To that end, I would like to make special mention of organisations such as the Adelaide Hills Carer Wellness Centre which works to provide unbiased objective supports to family carers at times when they need it most, and I would encourage the government to allow such organisations to carry on their work well into the future. I would love to see the establishment of further organisations all across Australia to allow for every carer to have the support they need to carry out their very important job.
I would also love to see the establishment of mental health checks for family carers of people living with disability carried out by caseworkers. Just as a caseworker to a person with a disability will occasionally pop in on that person in their home, if you like, to see how they are going. I would love for that support also to extend to their family carer. I would love for perhaps a mental health expert to be able to accompany the caseworker to really discuss what the carer’s needs are and really assess where they are at, so that we can find the early warning signs of such mental illness as in Beverley Eitzen’s case and stop that because, as the saying goes, early prevention is key to prevention and cure.
As I said, this situation is not unique to the Eitzen family. Tragically, it is too late for Peter and this government must act before it is too late for another family, and another, and another. We cannot keep on forever. It is time now to hand down the rescue rope. Please join me in beseeching the government to react to this emergency which sits bubbling below the surface of the South Australian community.

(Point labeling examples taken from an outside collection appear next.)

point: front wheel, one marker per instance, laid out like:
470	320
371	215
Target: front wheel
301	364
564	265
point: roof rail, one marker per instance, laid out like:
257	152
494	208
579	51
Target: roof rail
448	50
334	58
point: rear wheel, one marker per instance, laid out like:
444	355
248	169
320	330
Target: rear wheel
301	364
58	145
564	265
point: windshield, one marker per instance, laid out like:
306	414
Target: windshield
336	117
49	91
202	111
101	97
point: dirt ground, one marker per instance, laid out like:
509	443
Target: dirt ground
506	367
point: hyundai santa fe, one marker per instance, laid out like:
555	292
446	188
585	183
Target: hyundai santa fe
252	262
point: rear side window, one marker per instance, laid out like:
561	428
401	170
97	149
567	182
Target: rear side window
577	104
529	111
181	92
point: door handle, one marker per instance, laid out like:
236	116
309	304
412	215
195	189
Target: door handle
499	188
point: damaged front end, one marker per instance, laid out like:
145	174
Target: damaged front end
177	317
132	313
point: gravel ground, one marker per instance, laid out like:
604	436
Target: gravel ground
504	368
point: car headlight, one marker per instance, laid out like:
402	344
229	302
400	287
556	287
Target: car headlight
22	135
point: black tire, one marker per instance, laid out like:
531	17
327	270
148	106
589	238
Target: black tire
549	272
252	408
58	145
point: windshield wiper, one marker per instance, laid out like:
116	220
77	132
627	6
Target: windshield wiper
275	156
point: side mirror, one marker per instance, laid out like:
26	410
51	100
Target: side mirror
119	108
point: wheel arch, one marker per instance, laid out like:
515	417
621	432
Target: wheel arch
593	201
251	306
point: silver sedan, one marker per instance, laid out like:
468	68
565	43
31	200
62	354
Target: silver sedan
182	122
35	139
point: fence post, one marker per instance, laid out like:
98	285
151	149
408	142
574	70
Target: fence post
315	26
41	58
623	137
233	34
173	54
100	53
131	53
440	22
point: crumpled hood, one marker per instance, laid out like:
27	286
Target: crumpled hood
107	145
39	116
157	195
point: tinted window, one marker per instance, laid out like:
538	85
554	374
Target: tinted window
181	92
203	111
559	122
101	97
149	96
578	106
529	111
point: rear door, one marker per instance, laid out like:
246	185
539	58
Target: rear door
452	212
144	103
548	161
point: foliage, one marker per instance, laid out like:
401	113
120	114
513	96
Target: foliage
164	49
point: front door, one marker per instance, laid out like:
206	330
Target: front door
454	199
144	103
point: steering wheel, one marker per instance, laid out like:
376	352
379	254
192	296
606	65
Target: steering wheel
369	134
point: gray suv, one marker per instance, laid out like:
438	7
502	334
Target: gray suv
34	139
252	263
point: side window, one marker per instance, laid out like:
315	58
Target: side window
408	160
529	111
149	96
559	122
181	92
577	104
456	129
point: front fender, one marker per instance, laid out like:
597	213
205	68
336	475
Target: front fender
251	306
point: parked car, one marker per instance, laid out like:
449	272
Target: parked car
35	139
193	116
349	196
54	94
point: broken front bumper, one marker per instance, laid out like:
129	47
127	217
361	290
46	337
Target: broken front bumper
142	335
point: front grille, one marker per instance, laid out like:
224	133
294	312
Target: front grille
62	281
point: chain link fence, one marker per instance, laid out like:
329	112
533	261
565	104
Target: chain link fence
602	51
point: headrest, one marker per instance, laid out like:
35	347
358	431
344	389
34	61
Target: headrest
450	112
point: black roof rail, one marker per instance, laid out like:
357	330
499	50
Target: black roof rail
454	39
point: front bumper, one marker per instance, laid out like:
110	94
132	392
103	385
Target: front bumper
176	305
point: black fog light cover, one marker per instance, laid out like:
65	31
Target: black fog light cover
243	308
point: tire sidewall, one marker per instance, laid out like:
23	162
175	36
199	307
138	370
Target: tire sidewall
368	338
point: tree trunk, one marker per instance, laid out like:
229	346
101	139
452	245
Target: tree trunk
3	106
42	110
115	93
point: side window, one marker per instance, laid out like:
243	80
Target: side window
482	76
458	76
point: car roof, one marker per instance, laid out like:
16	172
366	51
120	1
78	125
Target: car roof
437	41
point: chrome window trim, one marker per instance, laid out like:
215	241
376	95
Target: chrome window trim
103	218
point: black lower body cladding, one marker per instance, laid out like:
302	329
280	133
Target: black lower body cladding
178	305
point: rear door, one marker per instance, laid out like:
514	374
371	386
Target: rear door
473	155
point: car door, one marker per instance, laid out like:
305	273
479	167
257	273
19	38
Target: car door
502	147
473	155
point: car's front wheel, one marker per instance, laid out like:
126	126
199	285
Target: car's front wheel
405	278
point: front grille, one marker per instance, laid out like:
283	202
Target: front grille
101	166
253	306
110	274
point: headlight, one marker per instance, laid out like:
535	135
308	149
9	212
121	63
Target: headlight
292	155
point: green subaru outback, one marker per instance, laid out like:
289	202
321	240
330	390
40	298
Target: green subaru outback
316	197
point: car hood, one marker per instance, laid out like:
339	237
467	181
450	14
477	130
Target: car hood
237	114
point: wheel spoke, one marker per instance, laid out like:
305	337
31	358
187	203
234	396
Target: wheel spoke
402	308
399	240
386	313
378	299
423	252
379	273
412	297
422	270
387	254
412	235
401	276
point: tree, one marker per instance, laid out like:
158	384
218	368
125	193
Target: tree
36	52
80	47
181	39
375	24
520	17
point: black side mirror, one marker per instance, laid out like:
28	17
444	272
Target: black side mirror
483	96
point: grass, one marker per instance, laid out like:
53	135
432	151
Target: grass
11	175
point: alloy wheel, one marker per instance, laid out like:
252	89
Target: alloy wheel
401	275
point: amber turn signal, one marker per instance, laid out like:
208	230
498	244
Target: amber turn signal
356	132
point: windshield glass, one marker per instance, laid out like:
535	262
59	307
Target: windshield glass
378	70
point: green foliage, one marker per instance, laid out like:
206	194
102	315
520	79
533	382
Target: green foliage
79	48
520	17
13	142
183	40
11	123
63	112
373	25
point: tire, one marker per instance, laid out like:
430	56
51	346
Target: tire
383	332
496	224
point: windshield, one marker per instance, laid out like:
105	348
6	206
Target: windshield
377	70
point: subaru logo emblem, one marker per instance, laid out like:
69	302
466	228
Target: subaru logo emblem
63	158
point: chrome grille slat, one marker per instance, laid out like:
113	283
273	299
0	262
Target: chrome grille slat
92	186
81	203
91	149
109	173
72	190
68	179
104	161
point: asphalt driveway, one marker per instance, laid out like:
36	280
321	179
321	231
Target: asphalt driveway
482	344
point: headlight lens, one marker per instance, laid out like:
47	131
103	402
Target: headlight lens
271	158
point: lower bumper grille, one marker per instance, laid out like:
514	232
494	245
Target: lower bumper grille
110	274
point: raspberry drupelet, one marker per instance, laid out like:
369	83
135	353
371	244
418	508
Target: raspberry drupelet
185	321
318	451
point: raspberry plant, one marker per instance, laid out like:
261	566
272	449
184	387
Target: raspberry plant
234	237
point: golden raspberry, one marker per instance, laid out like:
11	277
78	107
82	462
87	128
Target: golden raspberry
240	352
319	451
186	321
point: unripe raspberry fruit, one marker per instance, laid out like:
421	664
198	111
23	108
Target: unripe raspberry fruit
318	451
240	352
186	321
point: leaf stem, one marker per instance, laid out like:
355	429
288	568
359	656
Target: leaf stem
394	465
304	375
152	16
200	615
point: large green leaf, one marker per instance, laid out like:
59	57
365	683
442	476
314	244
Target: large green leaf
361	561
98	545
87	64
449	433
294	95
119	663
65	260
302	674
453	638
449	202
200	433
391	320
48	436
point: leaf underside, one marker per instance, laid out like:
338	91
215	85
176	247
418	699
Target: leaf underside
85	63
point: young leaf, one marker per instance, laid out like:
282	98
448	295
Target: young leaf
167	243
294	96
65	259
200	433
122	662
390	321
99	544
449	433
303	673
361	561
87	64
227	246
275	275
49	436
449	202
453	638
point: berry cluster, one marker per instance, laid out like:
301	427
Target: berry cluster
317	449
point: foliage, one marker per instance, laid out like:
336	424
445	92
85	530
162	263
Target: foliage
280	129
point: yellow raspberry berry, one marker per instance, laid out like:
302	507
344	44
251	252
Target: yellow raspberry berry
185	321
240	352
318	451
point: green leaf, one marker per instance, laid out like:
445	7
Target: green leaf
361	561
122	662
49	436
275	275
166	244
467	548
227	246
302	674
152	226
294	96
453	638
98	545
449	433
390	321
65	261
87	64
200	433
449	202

To that end, I would encourage honourable members to help me campaign for the measures that I have mentioned in this speech and also any further measure that could provide for better mental and physical health for those wonderful unpaid family carers in our state. In fact this should not be an issue which is, as I just said, bubbling beneath the surface of our community. This should be something that is front and centre of our attention as a society and front and centre of this government’s thinking and planning.